The angel does not answer Daniel’s question but points him to the answer, in two parts: “for the words are secret and sealed until the time of the end” (Daniel 12:9). The word “sealed” here (also in Daniel 8:26) means to close up for safekeeping, to preserve as-is. The truths Daniel heard and witnessed are everlasting, unchanging truths.
The earth and all its works will burn up, but the Word of God will last forever (see 2 Peter 3:10 & Isaiah 40:8).
The angel also says this: “None of the wicked will understand, but the wise will understand” (Daniel 12:10). Wisdom is not knowing the answer, it is knowing the God who IS the answer. Daniel’s question of the “how long?” is a valid one (one echoed throughout Scripture—see Psalm 13). It’s a hard thing to be held captive in a place that’s not your home. We fret and wring our hands, with so many questions about what tomorrow holds, what next year will bring and 30 years after that. Daniel wondered, too. But our God is infinitely bigger than our confusion.
Our view is limited to hindsight, but our God sees from beginning to end because He is the beginning and the end (Revelation 1:8). The only true kingdom is His Kingdom. The only true way is His Way.
Friend, the way for the wisdom and the waiting lies in God’s Word.

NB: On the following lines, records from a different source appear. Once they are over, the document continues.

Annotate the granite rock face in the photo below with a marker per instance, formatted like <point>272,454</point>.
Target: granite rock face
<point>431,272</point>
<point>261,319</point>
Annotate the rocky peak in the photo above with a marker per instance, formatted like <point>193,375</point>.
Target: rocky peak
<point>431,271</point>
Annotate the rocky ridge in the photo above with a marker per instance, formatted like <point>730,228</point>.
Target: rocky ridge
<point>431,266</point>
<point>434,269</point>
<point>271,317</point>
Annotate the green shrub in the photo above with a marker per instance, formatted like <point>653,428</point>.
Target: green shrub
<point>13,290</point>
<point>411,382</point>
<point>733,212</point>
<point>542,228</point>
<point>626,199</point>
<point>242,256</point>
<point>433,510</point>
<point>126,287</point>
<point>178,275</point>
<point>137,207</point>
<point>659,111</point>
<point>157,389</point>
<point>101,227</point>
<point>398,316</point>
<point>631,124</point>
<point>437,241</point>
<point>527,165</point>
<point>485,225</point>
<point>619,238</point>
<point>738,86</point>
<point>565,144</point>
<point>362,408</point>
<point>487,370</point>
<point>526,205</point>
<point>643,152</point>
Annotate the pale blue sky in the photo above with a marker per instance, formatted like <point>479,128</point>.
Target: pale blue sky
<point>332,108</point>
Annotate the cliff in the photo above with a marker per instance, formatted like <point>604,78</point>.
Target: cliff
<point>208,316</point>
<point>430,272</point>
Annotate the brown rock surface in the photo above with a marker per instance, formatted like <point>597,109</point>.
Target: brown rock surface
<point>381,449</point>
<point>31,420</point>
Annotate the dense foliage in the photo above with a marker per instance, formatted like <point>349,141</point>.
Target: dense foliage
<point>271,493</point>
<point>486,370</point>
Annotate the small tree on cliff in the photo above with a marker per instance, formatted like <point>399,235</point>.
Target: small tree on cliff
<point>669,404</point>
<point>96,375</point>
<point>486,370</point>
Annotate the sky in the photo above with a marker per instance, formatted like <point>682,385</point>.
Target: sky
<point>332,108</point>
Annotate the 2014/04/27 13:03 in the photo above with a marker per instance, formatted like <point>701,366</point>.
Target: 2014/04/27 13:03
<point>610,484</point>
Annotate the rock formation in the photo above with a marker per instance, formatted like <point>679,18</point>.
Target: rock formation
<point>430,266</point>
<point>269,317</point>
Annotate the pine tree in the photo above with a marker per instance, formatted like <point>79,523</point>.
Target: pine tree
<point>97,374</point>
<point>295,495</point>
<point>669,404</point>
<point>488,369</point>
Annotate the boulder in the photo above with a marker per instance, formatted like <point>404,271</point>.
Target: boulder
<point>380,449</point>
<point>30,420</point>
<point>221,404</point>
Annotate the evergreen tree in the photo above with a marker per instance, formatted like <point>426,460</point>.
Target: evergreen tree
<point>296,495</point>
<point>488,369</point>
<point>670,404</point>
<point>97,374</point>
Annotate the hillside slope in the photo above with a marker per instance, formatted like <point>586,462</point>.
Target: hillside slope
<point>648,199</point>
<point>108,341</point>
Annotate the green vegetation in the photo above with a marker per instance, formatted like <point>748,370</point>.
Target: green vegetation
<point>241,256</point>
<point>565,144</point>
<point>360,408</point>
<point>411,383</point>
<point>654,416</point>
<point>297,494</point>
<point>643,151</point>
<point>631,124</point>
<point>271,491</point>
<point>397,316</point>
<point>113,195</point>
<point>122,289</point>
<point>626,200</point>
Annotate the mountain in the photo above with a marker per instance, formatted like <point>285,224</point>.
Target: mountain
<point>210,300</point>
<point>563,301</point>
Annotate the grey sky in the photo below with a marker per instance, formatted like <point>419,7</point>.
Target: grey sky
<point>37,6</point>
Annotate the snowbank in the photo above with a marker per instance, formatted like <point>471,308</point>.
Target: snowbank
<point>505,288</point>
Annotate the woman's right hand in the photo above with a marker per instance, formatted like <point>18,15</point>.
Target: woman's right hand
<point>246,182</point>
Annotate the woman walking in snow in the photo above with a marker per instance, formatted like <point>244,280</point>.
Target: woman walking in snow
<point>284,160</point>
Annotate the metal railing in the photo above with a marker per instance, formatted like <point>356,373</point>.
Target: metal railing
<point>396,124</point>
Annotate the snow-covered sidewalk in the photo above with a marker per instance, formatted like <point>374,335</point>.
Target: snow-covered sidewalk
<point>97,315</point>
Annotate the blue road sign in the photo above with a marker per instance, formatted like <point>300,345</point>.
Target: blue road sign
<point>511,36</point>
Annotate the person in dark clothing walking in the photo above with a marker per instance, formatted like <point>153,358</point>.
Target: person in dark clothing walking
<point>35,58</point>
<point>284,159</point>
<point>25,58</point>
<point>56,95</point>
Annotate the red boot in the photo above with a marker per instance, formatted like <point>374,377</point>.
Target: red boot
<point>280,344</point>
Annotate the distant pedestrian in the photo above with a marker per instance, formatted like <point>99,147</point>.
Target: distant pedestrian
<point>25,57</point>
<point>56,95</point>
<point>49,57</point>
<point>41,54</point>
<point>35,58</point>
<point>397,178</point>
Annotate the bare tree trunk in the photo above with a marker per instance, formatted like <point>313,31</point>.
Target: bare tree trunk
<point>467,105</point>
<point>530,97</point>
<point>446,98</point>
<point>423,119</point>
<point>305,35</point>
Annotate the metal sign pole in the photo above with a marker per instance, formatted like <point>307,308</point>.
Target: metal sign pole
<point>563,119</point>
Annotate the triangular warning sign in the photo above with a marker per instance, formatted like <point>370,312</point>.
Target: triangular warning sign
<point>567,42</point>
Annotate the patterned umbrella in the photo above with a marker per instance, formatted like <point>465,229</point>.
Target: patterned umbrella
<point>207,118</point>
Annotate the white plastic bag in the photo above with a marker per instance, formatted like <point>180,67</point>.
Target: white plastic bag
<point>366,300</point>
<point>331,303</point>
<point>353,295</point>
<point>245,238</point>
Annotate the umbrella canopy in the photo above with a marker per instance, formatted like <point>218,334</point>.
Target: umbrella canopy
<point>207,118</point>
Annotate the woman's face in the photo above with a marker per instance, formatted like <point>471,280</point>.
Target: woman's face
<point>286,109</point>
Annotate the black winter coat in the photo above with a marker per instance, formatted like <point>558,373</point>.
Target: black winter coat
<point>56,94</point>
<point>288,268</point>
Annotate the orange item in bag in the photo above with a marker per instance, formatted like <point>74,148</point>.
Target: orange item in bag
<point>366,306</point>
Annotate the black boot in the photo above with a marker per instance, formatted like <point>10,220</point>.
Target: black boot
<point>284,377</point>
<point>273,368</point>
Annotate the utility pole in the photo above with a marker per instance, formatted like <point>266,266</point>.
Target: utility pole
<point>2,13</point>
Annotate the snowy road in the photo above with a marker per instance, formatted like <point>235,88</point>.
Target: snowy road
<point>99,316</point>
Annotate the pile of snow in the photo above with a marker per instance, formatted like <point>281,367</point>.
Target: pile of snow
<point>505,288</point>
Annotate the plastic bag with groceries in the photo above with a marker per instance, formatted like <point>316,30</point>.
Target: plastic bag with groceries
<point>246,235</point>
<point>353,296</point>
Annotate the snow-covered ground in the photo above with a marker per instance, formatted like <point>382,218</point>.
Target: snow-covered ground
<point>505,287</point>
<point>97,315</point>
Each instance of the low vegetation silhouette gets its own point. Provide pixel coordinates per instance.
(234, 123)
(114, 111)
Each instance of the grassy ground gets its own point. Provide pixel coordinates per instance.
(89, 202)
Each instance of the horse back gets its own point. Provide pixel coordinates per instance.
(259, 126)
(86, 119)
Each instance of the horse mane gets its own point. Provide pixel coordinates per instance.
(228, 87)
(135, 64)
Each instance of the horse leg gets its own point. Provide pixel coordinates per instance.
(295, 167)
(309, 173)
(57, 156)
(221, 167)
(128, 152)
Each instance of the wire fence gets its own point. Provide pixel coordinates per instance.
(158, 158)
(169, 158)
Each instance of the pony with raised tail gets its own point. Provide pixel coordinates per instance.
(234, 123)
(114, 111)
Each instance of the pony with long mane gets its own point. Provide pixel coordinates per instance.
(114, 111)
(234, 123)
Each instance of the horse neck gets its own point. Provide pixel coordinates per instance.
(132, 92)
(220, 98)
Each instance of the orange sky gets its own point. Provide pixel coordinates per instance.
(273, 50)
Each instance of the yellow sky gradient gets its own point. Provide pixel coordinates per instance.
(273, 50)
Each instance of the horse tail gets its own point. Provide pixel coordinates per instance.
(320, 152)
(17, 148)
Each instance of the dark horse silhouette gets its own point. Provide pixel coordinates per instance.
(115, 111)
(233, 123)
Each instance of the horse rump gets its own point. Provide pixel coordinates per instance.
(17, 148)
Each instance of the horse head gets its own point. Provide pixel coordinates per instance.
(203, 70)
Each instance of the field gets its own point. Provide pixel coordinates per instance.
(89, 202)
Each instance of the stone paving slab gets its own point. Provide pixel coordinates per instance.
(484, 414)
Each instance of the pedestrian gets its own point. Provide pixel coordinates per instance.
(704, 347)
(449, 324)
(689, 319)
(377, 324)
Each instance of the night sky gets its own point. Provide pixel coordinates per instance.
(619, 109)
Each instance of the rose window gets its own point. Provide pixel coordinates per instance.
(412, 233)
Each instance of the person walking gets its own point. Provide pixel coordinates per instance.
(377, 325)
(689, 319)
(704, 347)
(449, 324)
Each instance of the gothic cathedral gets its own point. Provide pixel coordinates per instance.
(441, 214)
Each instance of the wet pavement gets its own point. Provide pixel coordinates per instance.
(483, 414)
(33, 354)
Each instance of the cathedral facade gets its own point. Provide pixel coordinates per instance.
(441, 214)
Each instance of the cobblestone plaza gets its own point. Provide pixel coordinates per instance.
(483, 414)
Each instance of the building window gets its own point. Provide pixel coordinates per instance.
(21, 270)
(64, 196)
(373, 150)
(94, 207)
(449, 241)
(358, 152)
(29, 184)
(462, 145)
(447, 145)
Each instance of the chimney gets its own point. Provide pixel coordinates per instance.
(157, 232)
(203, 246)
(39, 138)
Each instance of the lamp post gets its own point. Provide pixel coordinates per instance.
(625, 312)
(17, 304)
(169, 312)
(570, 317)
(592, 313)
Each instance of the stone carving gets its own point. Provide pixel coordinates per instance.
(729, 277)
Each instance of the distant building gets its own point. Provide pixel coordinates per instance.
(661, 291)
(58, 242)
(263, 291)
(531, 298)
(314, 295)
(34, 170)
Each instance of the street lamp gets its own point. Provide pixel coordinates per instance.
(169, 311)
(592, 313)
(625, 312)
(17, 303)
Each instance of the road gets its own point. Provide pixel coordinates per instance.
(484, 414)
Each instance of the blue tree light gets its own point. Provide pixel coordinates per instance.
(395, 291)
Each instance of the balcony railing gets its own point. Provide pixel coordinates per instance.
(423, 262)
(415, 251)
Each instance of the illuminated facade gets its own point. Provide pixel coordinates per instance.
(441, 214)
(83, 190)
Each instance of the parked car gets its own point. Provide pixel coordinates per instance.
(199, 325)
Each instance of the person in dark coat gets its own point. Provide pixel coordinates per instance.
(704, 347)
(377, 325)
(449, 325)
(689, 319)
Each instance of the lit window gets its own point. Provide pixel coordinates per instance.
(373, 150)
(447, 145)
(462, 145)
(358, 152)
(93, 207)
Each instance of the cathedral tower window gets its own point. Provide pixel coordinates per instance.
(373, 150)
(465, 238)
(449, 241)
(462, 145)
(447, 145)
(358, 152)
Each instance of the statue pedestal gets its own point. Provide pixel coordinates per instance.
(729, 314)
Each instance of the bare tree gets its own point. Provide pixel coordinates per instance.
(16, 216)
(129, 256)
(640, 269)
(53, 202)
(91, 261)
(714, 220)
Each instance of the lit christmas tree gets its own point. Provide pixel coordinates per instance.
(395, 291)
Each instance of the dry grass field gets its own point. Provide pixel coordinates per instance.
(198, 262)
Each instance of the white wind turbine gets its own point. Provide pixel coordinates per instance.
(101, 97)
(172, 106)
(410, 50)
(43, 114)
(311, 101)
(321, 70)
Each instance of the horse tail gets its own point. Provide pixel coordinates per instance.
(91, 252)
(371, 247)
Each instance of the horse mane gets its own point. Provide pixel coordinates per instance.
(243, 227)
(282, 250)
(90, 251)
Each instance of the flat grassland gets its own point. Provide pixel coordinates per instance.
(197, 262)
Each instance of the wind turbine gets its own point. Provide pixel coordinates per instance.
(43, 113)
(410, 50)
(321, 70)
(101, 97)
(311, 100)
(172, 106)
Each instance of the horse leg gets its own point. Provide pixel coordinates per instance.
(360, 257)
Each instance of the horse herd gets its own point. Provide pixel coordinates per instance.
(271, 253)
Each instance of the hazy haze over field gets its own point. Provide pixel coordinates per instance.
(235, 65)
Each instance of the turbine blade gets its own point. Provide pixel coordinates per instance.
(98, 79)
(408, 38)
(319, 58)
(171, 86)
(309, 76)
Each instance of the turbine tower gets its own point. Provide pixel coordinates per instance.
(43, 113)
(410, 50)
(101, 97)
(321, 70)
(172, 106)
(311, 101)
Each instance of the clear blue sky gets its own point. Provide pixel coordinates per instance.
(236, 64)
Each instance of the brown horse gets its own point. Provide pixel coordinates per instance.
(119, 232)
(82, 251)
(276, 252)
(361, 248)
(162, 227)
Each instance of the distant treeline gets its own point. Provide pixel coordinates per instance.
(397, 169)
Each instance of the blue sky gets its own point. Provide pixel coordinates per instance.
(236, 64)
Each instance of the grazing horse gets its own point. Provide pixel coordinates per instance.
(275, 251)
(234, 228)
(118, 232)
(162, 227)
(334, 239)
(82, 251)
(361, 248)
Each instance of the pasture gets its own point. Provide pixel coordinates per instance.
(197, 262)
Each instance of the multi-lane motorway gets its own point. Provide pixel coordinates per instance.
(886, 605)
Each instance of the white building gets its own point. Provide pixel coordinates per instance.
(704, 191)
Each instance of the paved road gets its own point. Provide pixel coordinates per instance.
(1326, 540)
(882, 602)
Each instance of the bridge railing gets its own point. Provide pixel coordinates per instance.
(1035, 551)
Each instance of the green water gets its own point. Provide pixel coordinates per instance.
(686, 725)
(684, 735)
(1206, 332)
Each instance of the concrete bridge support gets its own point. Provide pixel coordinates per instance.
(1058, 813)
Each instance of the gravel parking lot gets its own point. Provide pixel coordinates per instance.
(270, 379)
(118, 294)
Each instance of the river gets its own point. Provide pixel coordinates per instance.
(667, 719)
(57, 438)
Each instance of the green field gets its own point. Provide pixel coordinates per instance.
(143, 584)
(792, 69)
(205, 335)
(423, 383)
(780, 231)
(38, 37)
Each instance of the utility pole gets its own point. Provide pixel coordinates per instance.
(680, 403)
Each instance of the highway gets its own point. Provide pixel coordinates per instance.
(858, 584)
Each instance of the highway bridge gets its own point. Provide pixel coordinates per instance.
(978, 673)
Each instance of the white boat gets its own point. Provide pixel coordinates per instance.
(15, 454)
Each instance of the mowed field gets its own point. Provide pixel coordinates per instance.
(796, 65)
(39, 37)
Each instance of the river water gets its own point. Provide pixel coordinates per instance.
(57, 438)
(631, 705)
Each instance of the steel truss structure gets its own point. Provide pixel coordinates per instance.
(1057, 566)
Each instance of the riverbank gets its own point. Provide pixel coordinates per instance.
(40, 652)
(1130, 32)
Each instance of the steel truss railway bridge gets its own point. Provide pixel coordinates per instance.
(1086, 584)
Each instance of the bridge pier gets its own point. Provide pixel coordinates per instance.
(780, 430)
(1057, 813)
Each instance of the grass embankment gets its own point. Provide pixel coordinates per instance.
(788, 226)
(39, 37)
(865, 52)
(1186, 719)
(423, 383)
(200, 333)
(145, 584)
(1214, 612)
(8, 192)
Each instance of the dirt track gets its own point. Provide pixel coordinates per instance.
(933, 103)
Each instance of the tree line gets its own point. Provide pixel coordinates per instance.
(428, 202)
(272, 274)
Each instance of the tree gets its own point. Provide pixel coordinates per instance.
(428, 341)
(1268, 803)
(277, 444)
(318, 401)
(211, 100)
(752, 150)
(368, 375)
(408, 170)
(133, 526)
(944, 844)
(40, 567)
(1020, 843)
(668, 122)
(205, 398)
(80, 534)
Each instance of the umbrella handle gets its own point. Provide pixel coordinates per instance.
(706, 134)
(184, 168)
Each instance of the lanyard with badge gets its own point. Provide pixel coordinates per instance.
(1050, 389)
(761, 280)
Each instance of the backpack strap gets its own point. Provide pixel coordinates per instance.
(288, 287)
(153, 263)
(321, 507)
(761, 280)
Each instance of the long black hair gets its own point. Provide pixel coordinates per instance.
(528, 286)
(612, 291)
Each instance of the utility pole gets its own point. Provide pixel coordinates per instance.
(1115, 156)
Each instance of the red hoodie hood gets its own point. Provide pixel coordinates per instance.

His Word is where He meets us, day after day, in our place of earthly exile, and fills our hearts and minds with His truth. It is where we find Jesus, who is the Way, the Truth, the Life (John 14:6). True wisdom starts here, prayerfully reading the pages of His Word.
So get up and go on your way today, sister. Be free of building your own kingdom. Take heart knowing that your way is not your own. The God of Daniel leads you.